Deep Atomic Norm Denoising Network for Jointly Range-Doppler Estimation With FRI Sampling

• Published in: IEEE signal processing letters Vol. 30; pp. 628 - 632
• Main Authors: Wei, Zhiliang, Fu, Ning, Jiang, Siyi, Qiao, Liyan
• Format: Journal Article
• Language: English
• Published: New York IEEE 2023; The Institute of Electrical and Electronics Engineers, Inc. (IEEE)

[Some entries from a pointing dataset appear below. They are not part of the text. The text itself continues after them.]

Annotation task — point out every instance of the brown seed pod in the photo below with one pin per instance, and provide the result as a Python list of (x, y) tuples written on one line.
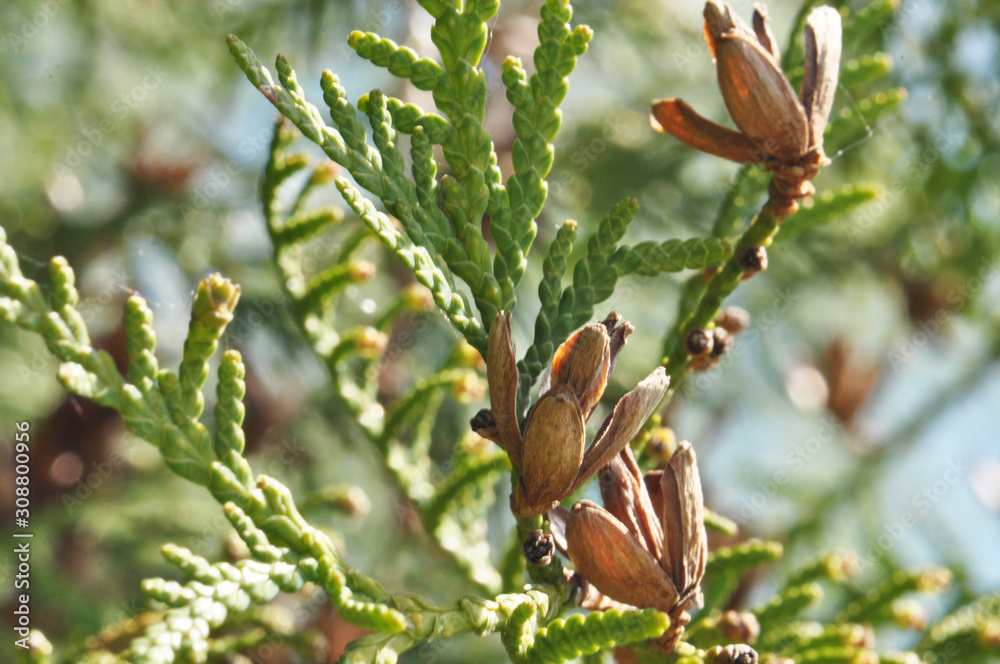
[(775, 126), (553, 451)]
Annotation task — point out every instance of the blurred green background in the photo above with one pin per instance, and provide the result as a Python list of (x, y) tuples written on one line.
[(859, 411)]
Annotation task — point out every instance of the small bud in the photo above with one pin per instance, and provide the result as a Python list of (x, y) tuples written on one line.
[(467, 356), (752, 259), (733, 319), (698, 342), (909, 614), (934, 580), (215, 300), (538, 548), (733, 654), (739, 626), (370, 341), (325, 172), (418, 297)]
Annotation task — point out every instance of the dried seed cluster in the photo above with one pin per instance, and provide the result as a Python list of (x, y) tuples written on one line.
[(647, 546), (778, 128)]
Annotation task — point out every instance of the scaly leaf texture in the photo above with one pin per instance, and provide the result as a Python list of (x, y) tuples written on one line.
[(700, 302), (346, 145), (565, 639), (727, 564), (459, 89), (875, 606), (594, 279)]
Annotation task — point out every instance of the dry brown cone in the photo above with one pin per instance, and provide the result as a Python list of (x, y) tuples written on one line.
[(776, 127), (644, 548), (548, 448)]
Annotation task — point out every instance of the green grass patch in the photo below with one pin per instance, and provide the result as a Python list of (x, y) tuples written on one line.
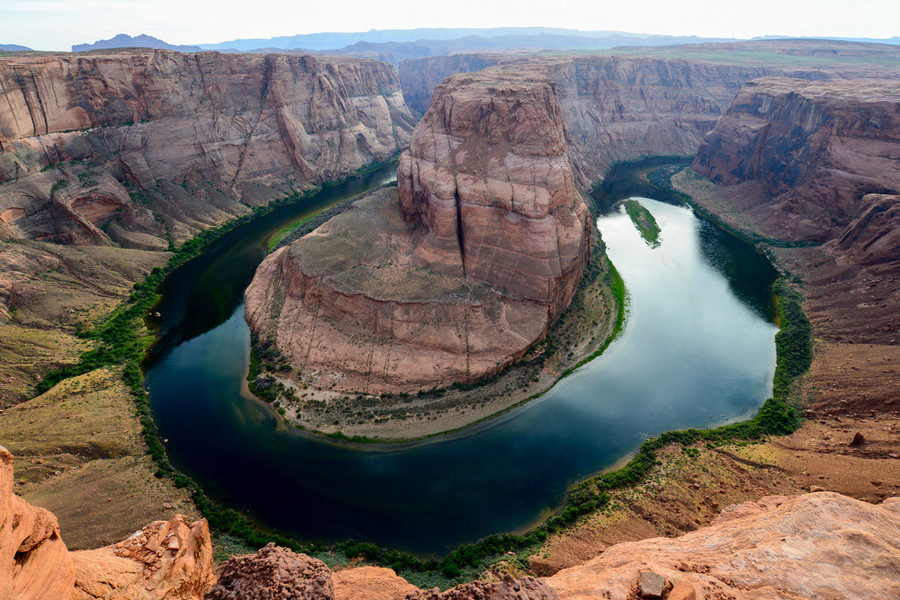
[(644, 221), (287, 230)]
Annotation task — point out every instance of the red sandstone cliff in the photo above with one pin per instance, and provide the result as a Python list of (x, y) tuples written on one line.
[(494, 245), (615, 108), (818, 163), (808, 151), (820, 545), (127, 144), (488, 175), (34, 562), (164, 561)]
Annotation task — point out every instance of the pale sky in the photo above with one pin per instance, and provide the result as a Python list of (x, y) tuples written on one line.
[(57, 24)]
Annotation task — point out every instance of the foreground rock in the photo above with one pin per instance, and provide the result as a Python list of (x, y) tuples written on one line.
[(34, 562), (169, 560), (137, 147), (815, 546), (526, 588), (484, 251), (273, 573)]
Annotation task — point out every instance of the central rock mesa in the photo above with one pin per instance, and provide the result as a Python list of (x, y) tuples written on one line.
[(457, 272)]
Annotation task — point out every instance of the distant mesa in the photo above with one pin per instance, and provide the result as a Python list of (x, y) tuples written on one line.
[(455, 273), (123, 40)]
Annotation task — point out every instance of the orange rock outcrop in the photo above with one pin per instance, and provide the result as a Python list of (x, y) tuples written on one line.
[(171, 560), (820, 545), (164, 561)]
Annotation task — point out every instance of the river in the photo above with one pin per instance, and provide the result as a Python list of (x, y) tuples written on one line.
[(697, 350)]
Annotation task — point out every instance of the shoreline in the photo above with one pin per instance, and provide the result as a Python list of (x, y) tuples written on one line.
[(440, 412)]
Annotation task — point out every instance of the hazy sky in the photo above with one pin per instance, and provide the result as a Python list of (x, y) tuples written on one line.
[(57, 24)]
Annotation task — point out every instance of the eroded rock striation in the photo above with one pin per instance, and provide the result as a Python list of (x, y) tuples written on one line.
[(134, 146), (488, 176), (810, 151), (166, 560), (820, 545), (458, 278)]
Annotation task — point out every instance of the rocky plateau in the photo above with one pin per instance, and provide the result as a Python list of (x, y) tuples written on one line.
[(86, 157), (459, 276)]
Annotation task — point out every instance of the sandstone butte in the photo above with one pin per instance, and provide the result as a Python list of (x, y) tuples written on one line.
[(457, 277), (820, 545), (818, 164), (140, 147)]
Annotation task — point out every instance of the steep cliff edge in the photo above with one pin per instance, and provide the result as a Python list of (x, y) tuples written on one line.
[(818, 165), (458, 278), (145, 146), (34, 562), (615, 108), (488, 176), (810, 150)]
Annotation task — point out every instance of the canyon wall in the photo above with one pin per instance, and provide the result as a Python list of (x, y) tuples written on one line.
[(615, 108), (816, 166), (488, 175), (457, 277), (812, 151), (420, 76), (145, 146)]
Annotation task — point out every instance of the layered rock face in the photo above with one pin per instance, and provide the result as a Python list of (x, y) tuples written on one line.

• Subjects: Artificial neural networks; Atomic measurements; atomic norm; deep unfold; Estimation; Finite rate of innovation; Kernel; Linear functions; multiple measurement vectors; Noise levels; Noise reduction; Noise sensitivity; pulse-Doppler; Sampling; Technological innovation; Training
• ISSN: 1070-9908; 1558-2361
• DOI: 10.1109/LSP.2023.3279777

Finite rate of innovation (FRI) sampling is widely used in modern high-resolution range-Doppler (RD) detection systems to reduce the sampling rate. However, as the sampling rate decreases, the method becomes more noise-sensitive. This study proposes a deep atomic norm denoising network (DAND-Net) to denoise FRI samples of RD signals and estimate the noise levels (NLs). Based on the sparse common support property of the FRI samples, the denoising problem of the RD signals was modeled as an atomic norm soft thresholding problem, which jointly used multiple measurement vectors and could be unfolded into a model-driven deep network. The trainability and generalization ability of the network were improved by introducing piecewise linear functions and new trainable variables. By introducing an NL estimation operator, the NL could be better estimated during denoising, and the network training and convergence better supported. Additionally, the plug-and-play method could be used to complete denoising prior to many existing FRI methods. The simulation experiments showed that the proposed denoising network can achieve better denoising and NL estimation results with fewer iterations.